By Andy Kirkpatrick for adventure-journal.com
It’s 4 a.m. and I’m wide awake, coming round with a start in a hot motel in Mariposa, my first thought being, “She did it!”
Ella, my 13-year-old daughter, is sleeping in the bed next to me as only a teenager could, a sleep so deep it would take an earthquake to break it, and she deserves it: Last night she was sleeping on El Cap, having climbed Tangerine Trip over four hot days and nights. If there’s any teenager on the planet who deserves to sleep in today, it’s Ella.
I’m sure for everyone who thinks it’s amazing that someone so young could find the strength to climb El Cap (both mental and physical—as she had to jumar free-hanging ropes for 700 meters), there will be those that will be appalled that a father would risk his child’s life in such a way. To be honest, I find myself on both sides, and this adventure has been one of great soul-searching and stress, as well as laughter and moments that made me want to cry with joy.

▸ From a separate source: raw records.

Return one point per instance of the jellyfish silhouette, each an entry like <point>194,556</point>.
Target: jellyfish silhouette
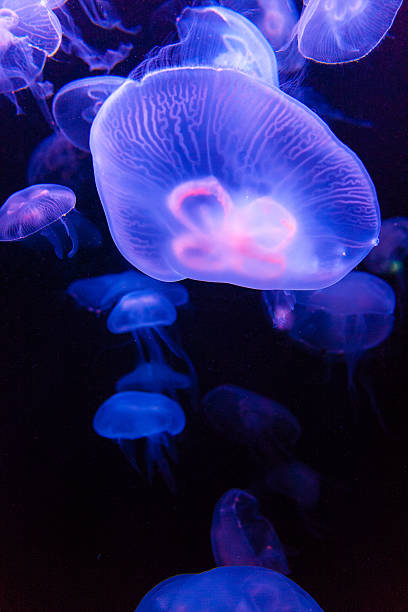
<point>266,427</point>
<point>228,589</point>
<point>134,414</point>
<point>76,104</point>
<point>213,175</point>
<point>342,31</point>
<point>43,209</point>
<point>240,535</point>
<point>217,37</point>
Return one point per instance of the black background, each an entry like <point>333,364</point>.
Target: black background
<point>79,529</point>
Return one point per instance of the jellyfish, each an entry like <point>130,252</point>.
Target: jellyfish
<point>214,175</point>
<point>29,33</point>
<point>40,209</point>
<point>229,589</point>
<point>240,535</point>
<point>252,420</point>
<point>339,31</point>
<point>218,37</point>
<point>389,255</point>
<point>132,415</point>
<point>76,104</point>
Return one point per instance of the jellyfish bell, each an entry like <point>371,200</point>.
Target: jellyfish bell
<point>77,103</point>
<point>222,178</point>
<point>240,535</point>
<point>131,415</point>
<point>218,37</point>
<point>229,589</point>
<point>342,31</point>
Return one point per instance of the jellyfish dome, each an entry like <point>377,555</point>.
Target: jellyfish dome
<point>341,31</point>
<point>240,535</point>
<point>214,175</point>
<point>76,104</point>
<point>228,589</point>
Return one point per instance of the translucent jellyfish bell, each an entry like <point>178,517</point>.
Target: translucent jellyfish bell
<point>229,589</point>
<point>134,414</point>
<point>218,37</point>
<point>213,175</point>
<point>76,105</point>
<point>38,209</point>
<point>240,535</point>
<point>338,31</point>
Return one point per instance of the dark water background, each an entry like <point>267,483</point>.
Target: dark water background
<point>79,529</point>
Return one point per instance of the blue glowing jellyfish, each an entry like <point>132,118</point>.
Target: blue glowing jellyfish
<point>40,208</point>
<point>135,414</point>
<point>217,37</point>
<point>228,589</point>
<point>76,104</point>
<point>213,175</point>
<point>341,31</point>
<point>250,419</point>
<point>240,535</point>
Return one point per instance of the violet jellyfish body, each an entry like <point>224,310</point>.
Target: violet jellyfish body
<point>213,175</point>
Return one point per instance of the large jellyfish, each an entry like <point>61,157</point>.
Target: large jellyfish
<point>252,420</point>
<point>214,175</point>
<point>228,589</point>
<point>218,37</point>
<point>240,535</point>
<point>132,415</point>
<point>76,104</point>
<point>43,209</point>
<point>338,31</point>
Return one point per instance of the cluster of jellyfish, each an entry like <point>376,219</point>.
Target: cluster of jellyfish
<point>208,169</point>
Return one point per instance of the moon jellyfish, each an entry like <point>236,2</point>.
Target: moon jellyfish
<point>134,414</point>
<point>338,31</point>
<point>76,104</point>
<point>250,419</point>
<point>213,175</point>
<point>217,37</point>
<point>240,535</point>
<point>228,589</point>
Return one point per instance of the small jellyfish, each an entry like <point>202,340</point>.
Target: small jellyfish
<point>250,419</point>
<point>229,589</point>
<point>240,535</point>
<point>76,104</point>
<point>217,37</point>
<point>339,31</point>
<point>132,415</point>
<point>213,175</point>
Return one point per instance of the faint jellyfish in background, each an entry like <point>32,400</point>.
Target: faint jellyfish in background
<point>47,210</point>
<point>247,187</point>
<point>229,589</point>
<point>77,103</point>
<point>217,37</point>
<point>132,415</point>
<point>240,535</point>
<point>267,428</point>
<point>56,160</point>
<point>341,31</point>
<point>388,257</point>
<point>29,33</point>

I guess I should start at the beginning.
For many years, I’ve brought my kids Ella and Ewen along to my slideshows, as well as events like the Kendal Mountain Festival. They’ve sat through dozens of talks, sometimes even sitting on the stage at my feet. At first I felt a bit uneasy with this; did I really want my kids listening to all these tales of derring-do? But climbing and its rewards and risks made me who I am, and the lessons it has taught me are those I’ve tried to pass on to my kids. Adventure is in my DNA and so it’s in theirs, too. They should see what I do when I’m away and understand the striving for impossible things.
I’ve never been a pushy climbing parent and I always wanted to leave it up to them to decide how to explore their boundaries, exposing them to wilderness and danger the way my dad did, while keeping them on a short leash.